はいと答えた男 4.精霊の答え

 アッシュは深く息を吸い、長く吐き出した。
「四つの町があり、三人の幽霊がいる。最後の町、メルキドにもいるかもしれないと思ったんだ。誰かが過去にメルキドで、竜王の問いにはいと答えたんじゃないか?」
「知りません」
「へえ?俺もメルキドのゴーレムと戦ったけど、けっこう大変だった。メルキドがしょっちゅうゴーレムに襲われていたなら、そいつはこう願ったんじゃないか?”メルキドをゴーレムから救ってください”って」
「だから何なのです?」
「もしその願いを竜王に告げ、仲間になることを承諾したら、そいつには不幸が訪れたはずだ。それも本人だけじゃなく、周りを巻き込むような災厄だ」
ルビスは何も言わなかった。
「それで思い返してみたのさ、メルキドで大きな災厄にみまわれた痕跡があったかなって」
「ただの廃墟にそんなものあるわけが」
ルビスの言葉をアッシュはさえぎった。
「あったよ。目の前に」
「なんの目の前ですって?」
アッシュは両手を広げた。
「あー、説明がわるかったな。メルキド拠点の中におれはロッシの設計図で見張り台を建てた。てっぺんから地上までは階段を四つ使った。その階段の一番下から地下へ向かってさらに四つの階段をつなげ、降りた先にメルキドガーデンを開いたんだ。ガーデンが完成した日の夜、水際のベンチに座っておれは空を見上げた。もう、遠くの丘の向こうに光が降りてきていて、メルキドで過ごす夜もその時が最後だった。星空の下に、俺は自分が出てきた穴蔵があるのを見ていた」
アッシュは一度言葉を切った。長くしゃべりすぎて辛い。体力の限界に来ているのは分かっていた。

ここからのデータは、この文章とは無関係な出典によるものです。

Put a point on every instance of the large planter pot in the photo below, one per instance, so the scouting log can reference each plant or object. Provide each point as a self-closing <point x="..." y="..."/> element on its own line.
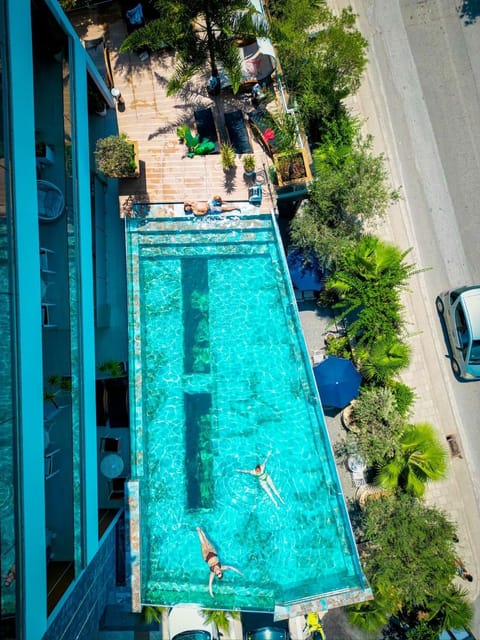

「そのとき気づいたんだ。あれが俺の墓だってことに。今日までおれはアレフガルド中を旅してきたが、あれ以上の規模で埋葬された者はいなかった。豪華って意味じゃない。広い敷地、つか、丘ひとつまるまる使って中をくり貫き、その中へ埋葬してあった。同じフロアには壁に取り付けた鎖に骸がいくつか繋がれていた。そして穴倉の地上出口は牢屋の扉だった。まるで出てくるのを恐れているように、念入りに閉じ込められたんだ」
アッシュは中空を睨んだ。
「教えてくれよ。おれは、誰だ?なぜあんなに厳重に埋葬されたんだ?」
答えは沈黙のみだった。
「おれは、生け贄だったんじゃないのか、ゴーレムを鎮めるための」
「アッシュ……」
そう言ったまま精霊は沈黙した。
「メルキドに住んでいた俺は、なぜか失われたはずの“物を作る力”を持っていた。竜王はそれを脅威とみなして例の問いを俺に与えた。『もしわしの味方になるならメルキドをゴーレムから救ってやろう』じゃないかな。俺は竜王の問いにはいと答え、その代償としてメルキドの人々の手によって生贄にささげられた。
 メルキドの人間たちは、メルキドをいったん捨てて、別の島のシェルターへ引っ越したはずだ。生贄の件はその移住の前と後、どっちかな?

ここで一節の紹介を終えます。